Extensive CRISPR-Cas9 Gene Editing of Artificial Sperm
The image shows how the combined application of altered expression of two imprinted genes and CRISPR-Cas9-based genome editing allows the efficient and stable generation of gene-modified semi-cloned mice.
CRISPR (Clustered Regularly Interspaced Short Palindromic Repeats) -Cas9 technology permits to cut out sections of DNA and replace them with new ones. In the two-part process, first an RNA “guide” molecule marks the DNA strand to be removed, then a Cas9 protein attaches to the DNA and cuts out the strand, which in some cases can be replaced by a new one.
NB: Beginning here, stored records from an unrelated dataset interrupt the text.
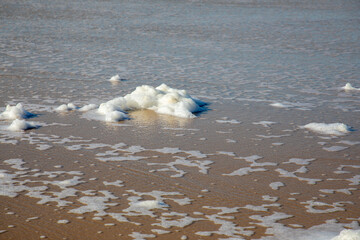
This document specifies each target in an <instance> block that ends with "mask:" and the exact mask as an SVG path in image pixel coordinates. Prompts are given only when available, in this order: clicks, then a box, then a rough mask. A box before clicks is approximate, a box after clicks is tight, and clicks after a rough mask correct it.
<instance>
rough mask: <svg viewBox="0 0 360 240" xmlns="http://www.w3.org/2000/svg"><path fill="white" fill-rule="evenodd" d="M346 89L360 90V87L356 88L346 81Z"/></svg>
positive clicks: (347, 89) (348, 89) (346, 89)
mask: <svg viewBox="0 0 360 240" xmlns="http://www.w3.org/2000/svg"><path fill="white" fill-rule="evenodd" d="M342 89H344V90H345V91H351V90H353V91H360V88H355V87H353V86H352V85H351V83H346V84H345V86H344V87H342Z"/></svg>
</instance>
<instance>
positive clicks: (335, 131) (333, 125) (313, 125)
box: [303, 123, 351, 136]
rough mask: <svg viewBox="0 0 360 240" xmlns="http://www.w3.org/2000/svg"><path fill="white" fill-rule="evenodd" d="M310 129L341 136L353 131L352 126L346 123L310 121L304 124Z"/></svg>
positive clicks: (312, 130) (338, 135)
mask: <svg viewBox="0 0 360 240" xmlns="http://www.w3.org/2000/svg"><path fill="white" fill-rule="evenodd" d="M303 128H306V129H308V130H311V131H314V132H317V133H320V134H328V135H337V136H341V135H344V134H346V133H349V132H350V131H351V128H350V127H349V126H348V125H346V124H344V123H330V124H326V123H309V124H306V125H305V126H303Z"/></svg>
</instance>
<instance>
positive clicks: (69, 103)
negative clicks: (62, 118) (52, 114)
mask: <svg viewBox="0 0 360 240" xmlns="http://www.w3.org/2000/svg"><path fill="white" fill-rule="evenodd" d="M77 108H78V107H77V106H76V105H75V104H73V103H68V104H62V105H60V106H59V107H57V108H56V109H55V111H56V112H68V111H72V110H76V109H77Z"/></svg>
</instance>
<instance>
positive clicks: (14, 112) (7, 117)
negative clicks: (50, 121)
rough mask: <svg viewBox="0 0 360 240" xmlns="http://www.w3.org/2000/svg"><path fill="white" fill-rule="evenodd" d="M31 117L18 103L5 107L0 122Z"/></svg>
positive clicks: (25, 110)
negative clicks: (4, 108)
mask: <svg viewBox="0 0 360 240" xmlns="http://www.w3.org/2000/svg"><path fill="white" fill-rule="evenodd" d="M33 115H34V114H32V113H29V112H28V111H26V110H25V109H24V107H23V105H22V104H21V103H18V104H16V105H15V106H10V105H7V106H6V109H5V111H4V112H2V113H1V114H0V120H15V119H25V118H29V117H31V116H33Z"/></svg>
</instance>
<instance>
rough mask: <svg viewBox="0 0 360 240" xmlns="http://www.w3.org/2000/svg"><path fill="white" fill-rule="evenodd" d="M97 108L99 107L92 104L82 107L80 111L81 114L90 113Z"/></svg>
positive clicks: (96, 105) (80, 108)
mask: <svg viewBox="0 0 360 240" xmlns="http://www.w3.org/2000/svg"><path fill="white" fill-rule="evenodd" d="M96 108H98V105H96V104H93V103H90V104H88V105H85V106H83V107H81V108H80V109H79V111H80V112H87V111H90V110H93V109H96Z"/></svg>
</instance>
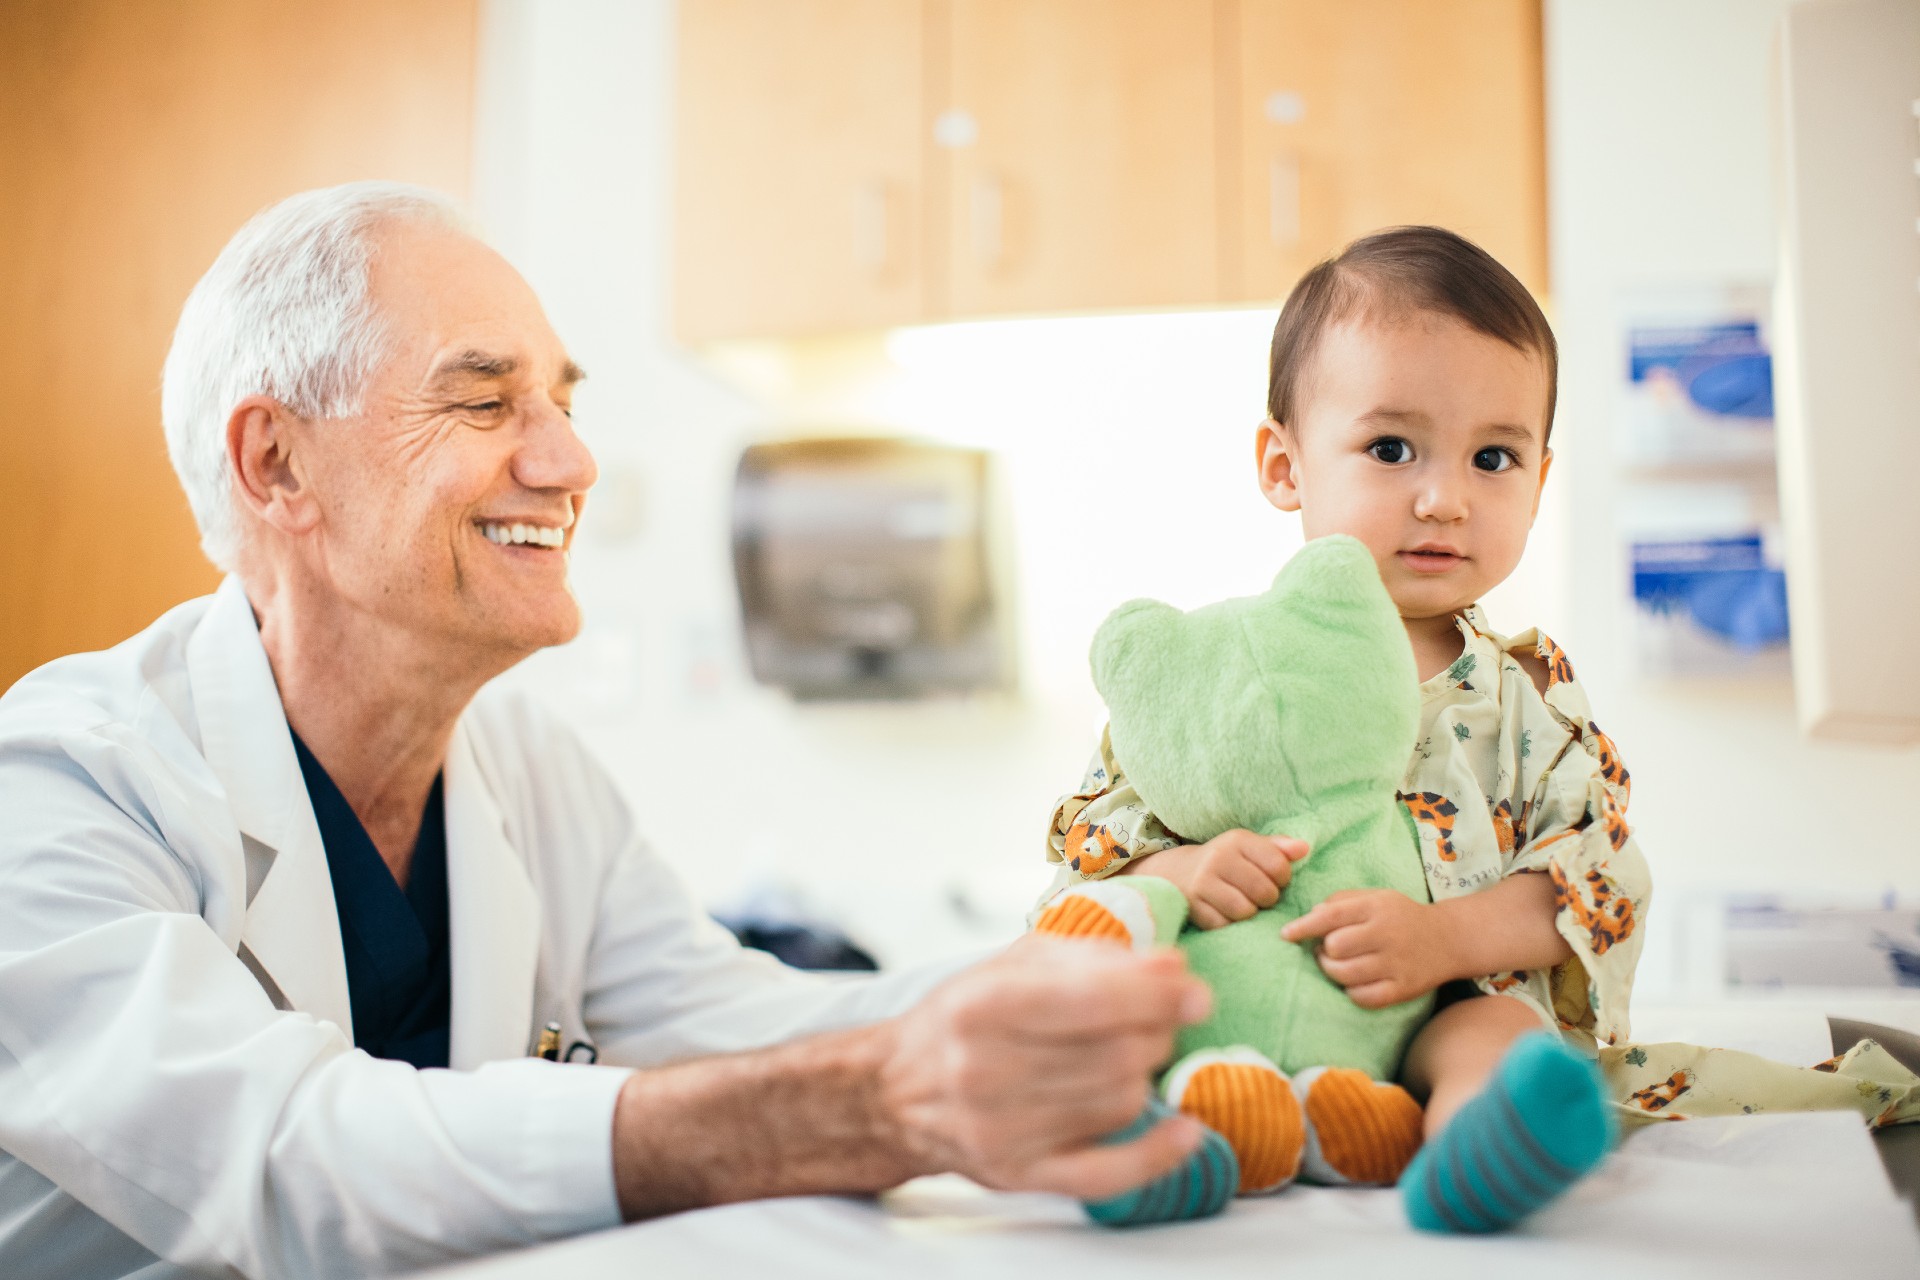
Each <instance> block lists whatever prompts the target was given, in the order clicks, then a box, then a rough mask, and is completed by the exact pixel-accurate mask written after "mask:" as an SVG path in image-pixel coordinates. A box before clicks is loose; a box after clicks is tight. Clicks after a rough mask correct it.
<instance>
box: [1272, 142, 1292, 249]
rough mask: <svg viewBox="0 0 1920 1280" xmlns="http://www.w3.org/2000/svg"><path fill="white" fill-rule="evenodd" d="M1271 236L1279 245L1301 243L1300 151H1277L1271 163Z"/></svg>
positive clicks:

“Our man-made sperms cells can be used to generate an army of half-cloned mice with ease and efficiency,” Li explained to South China Morning Post.
These half-cloned mice will fight on the frontline in battles against cancer and other genetic health issues.
Li expressed hopes that the new technology could help cure human diseases with emerging genetic therapies, and concerns about the possibility that mass production of sperm would lead to an “ethical crisis” if it was applied to humans.
“A 20 percent rate for healthy breeds may be good enough for experimental animals, but not humans,” said Li. “If it is applied to human sperm it could lead to an 80 per cent death rate or defects at birth.”
It seems likely, however, that a success rate of 20 percent is only a first result that could be very significantly improved upon by future work.
Images from Shanghai Institute for Biological Sciences and Shutterstock.